Reconnect to the machine via ssh using the command from step 12. The instance may not be immediately available as it reboots.

Download and install Confluence

During this tutorial, the latest version of Confluence is 6.13.0 and is available at https://www.atlassian.com/software/confluence/downloads/binary/atlassian-confluence-6.13.0-x64.bin. To find the URL for the latest version of Confluence, see the download page at https://www.atlassian.com/software/confluence/download, select Linux, and copy the Trial download destination link for the 64bit installer.

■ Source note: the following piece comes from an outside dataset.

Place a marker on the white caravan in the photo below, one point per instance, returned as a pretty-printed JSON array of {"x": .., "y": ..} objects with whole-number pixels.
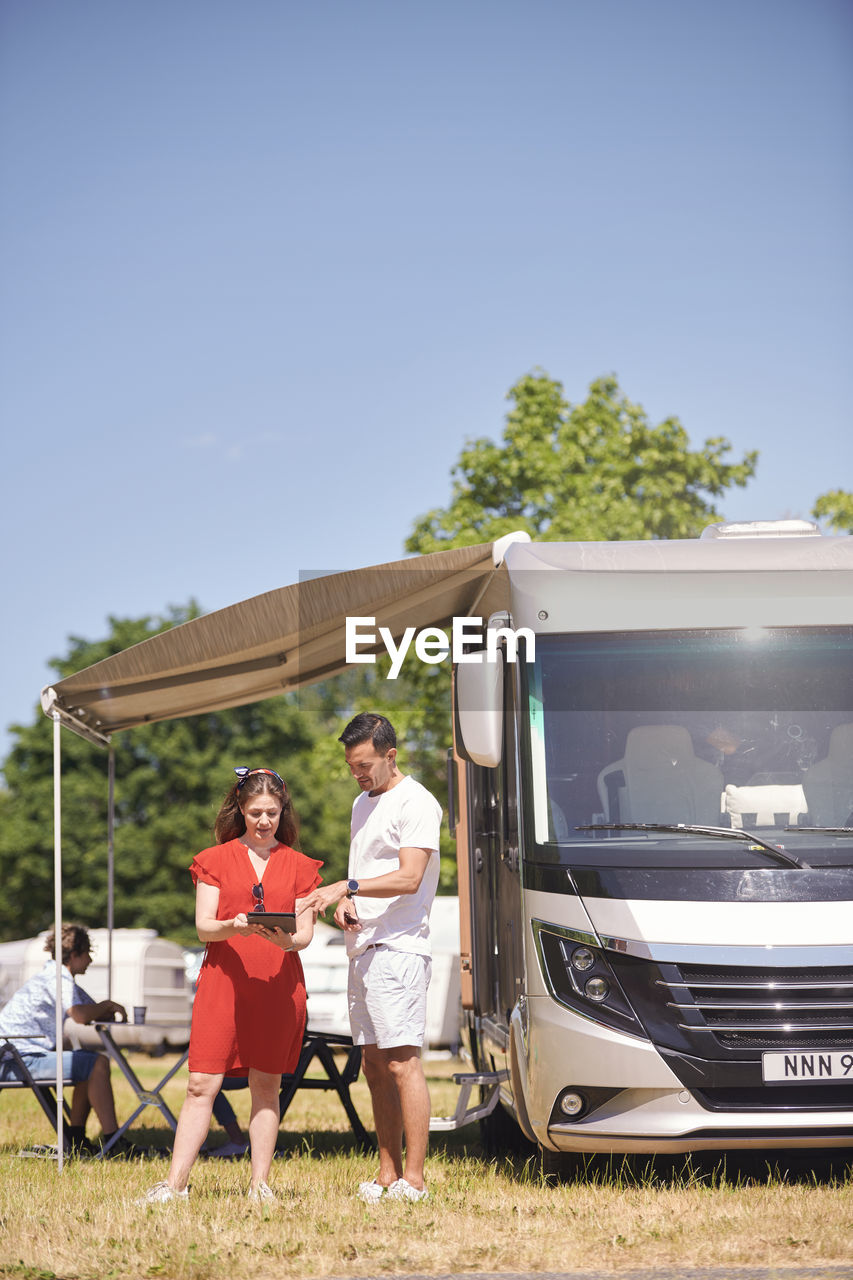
[{"x": 655, "y": 832}]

  1. Download Confluence to a downloads directory, and execute the installer
[ec2-user@ip ~]$ mkdir downloads; cd downloads
[ec2-user@ip ~]$ wget -O confluence.bin https://www.atlassian.com/software/confluence/downloads/binary/atlassian-confluence-6.13.0-x64.bin
[ec2-user@ip ~]$ chmod u+x confluence.bin
[ec2-user@ip ~]$ sudo ./confluence.bin
  1. Run through the Confluence setup wizard, default/express install is fine
  2. Add the hostname to the hosts file so Confluence can reliably configure the local database, followed by a last reboot of the machine
[ec2-user@ip ~]$ cd /etc
[ec2-user@ip ~]$ sudo nano hosts

1. Add the variable $HOSTNAME to the file

[ec2-user@ip ~]$ sudo reboot now
  1. Once the machine has rebooted, you will be able to start configuring Confluence via the web based setup wizard by via the IPv4 address on the AWS Consoles using http://<IP ADDRESS>:8090/.

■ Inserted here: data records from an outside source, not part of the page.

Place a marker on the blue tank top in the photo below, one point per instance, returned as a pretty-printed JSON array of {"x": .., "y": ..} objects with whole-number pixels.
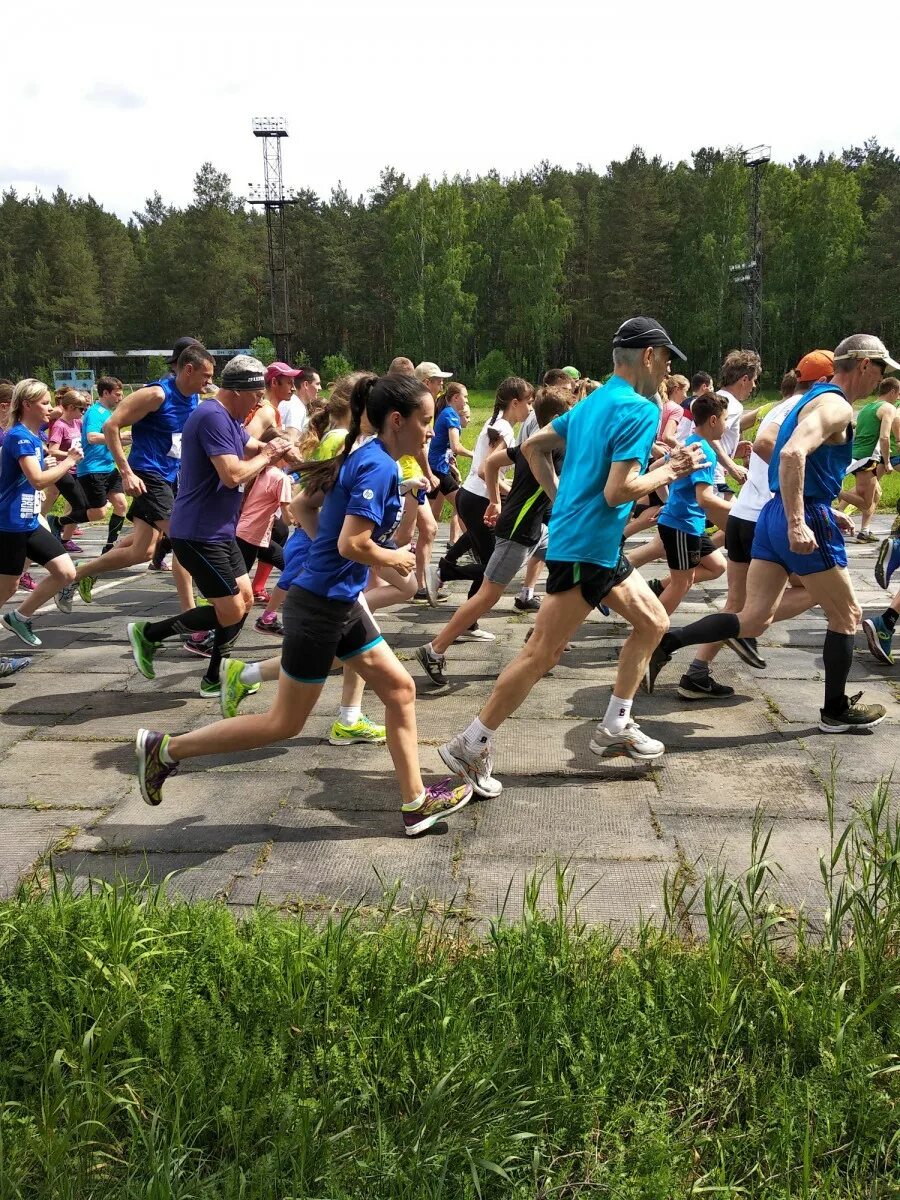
[
  {"x": 156, "y": 438},
  {"x": 827, "y": 466}
]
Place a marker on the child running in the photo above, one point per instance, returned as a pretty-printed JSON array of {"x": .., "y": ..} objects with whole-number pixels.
[
  {"x": 519, "y": 528},
  {"x": 324, "y": 618}
]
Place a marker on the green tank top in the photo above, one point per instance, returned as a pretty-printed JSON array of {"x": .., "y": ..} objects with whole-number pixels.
[{"x": 865, "y": 439}]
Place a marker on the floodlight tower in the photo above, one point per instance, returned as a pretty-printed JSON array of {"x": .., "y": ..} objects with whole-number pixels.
[
  {"x": 755, "y": 159},
  {"x": 274, "y": 198}
]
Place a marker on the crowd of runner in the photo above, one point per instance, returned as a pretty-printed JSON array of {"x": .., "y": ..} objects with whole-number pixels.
[{"x": 343, "y": 496}]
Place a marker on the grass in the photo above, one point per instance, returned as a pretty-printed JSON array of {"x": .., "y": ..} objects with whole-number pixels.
[{"x": 154, "y": 1049}]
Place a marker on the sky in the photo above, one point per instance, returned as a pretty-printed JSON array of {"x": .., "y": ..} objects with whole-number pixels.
[{"x": 121, "y": 100}]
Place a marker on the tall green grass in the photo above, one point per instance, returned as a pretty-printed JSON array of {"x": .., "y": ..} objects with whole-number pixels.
[{"x": 160, "y": 1050}]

The intial setup of Confluence can take a long time - this process can take well over 10 minutes. Be patient and allow it to complete loading.

Notes

If you are connecting Confluence for using Jira authentication; you will need to configure the User Group to use jira-software-users since jira-users does not exist by default.